Es como que parece que todo se evapora en una niebla oscura alrededor de mis mejillas color manzana. Vapores que salen de una boca exhausta incapaz de permanecer cerrada, por más que me pese.
-El tabaco es malo-Susurra una vocecilla impotente y temblorosa cerca de mi oreja colorada.
-Ya, lo sé, pero es que tengo ansiedad-Replica un grito que a medida que sale por la boca más parece susurro que una petición de auxilio.
Decido tirar el cigarro pues a ella nunca le ha gustado el humo, es más lo odia y aborrece. Otro motivo es que si llega a casa con olor a tabaco le caerá una reprimenda, rectifico: Nos caerá una reprimenda.
-Tan sólo tienes quince años ¿Enserio quieres envenenarte tan pronto?- Pregunta una melodiosa voz de preocupación.
Yo ya soy veneno querida.
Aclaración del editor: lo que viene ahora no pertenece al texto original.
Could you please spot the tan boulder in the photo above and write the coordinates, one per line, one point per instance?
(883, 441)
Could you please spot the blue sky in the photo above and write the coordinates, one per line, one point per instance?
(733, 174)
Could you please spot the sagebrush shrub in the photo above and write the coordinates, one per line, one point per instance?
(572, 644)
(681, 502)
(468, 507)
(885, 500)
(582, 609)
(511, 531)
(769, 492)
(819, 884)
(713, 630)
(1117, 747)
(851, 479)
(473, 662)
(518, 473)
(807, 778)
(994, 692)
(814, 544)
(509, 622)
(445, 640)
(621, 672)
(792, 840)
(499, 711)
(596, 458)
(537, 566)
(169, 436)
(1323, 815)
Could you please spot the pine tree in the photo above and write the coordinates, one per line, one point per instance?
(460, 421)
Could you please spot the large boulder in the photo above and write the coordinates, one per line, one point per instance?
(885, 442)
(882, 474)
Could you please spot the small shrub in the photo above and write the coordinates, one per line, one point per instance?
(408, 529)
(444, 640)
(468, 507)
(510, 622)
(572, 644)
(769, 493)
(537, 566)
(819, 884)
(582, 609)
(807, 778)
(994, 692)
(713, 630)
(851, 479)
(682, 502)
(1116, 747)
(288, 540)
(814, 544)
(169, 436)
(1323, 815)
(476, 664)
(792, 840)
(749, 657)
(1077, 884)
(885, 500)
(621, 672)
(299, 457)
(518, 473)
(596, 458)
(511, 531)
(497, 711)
Pero decido decirle algo más alegre, más depreocupado, con una nota de locura y una gran sonrisa, algo más yo misma.
-Bla bla bla, ¿Enserio quieres parecer una abuela tan pronto?-Le reprimo con una gran sonrisa mientras me meto un chicle sin azúcar en la boca.
-No soy ninguna abuela, es que haces las cosas sin pensar en las consecuencias (Llamemosme) C-Contesta comenzado a elevar la voz mientras frunce el ceño como una niña sin piruleta.
Llamemosle a ella N
-Quiero vivirlo todo antes de llegar a ser tan vieja mentalemente como tú-Le digo en un tono paciente sin retirar la sonrisa.
Ella sigue frunciendo el ceño mientras yo observo y calculo el tiempo que tardará en soltar a la bestia de los gritos. Entonces, antes incluso de que el oxigeno se introduzca silencioso en su nariz para salir amplificado por su boca, me abalanzo sobre ella y la abrazo y la beso y le hago tonterias y monerias.
-Ahora ya no parecemos abuela y nieta, parecemos novias- Le digo hundiéndo mi mejilla roja y fría en su abrigo negro y oliendo su colonia preferida, que se echa desde que...Creo que nació con ese olor.
-No, no somos novias-Me aparta de ella y me sonrie abiertamente- Somos amigas y siempre lo seremos.
-Sólo me quieres por mi dinero-Dramatizo llevando mi mano de un color púrpura debido al frío a mi frente.
-Eres tonta-Rie N ante una respuesta inesperada.
-Y tú idiota-Digo rápidamente mirándola con cara de un enfado repentino.
N me mira, yo miro a N. Una estrella chispea en nuestro ojos y comenzamos a reir estridentemente, ella como una abuela y yo, como su nieta.
-Oye C, ¿Qué vas a cenar hoy?
¿Qué significa cenar?
-Ums.... un chocolate caliente-Respondo distraida y sin darle importancia.
Hasta las nietas más buenas mienten a sus abuelitas para no hacerles daño. Hasta las mejores amigas se guardan secretos para no herirse mutuamente. Lo siento N, no quiero dañarte. Es mejor que sigas creyendo que en verdad soy tan feliz y alocada como siempre. No quiero asustarte diciendo que hay un monstruo en mi cabeza que me devora el estómago, no quiero declarar que el espejo corta más que cien navajas y no está roto. Es mejor así.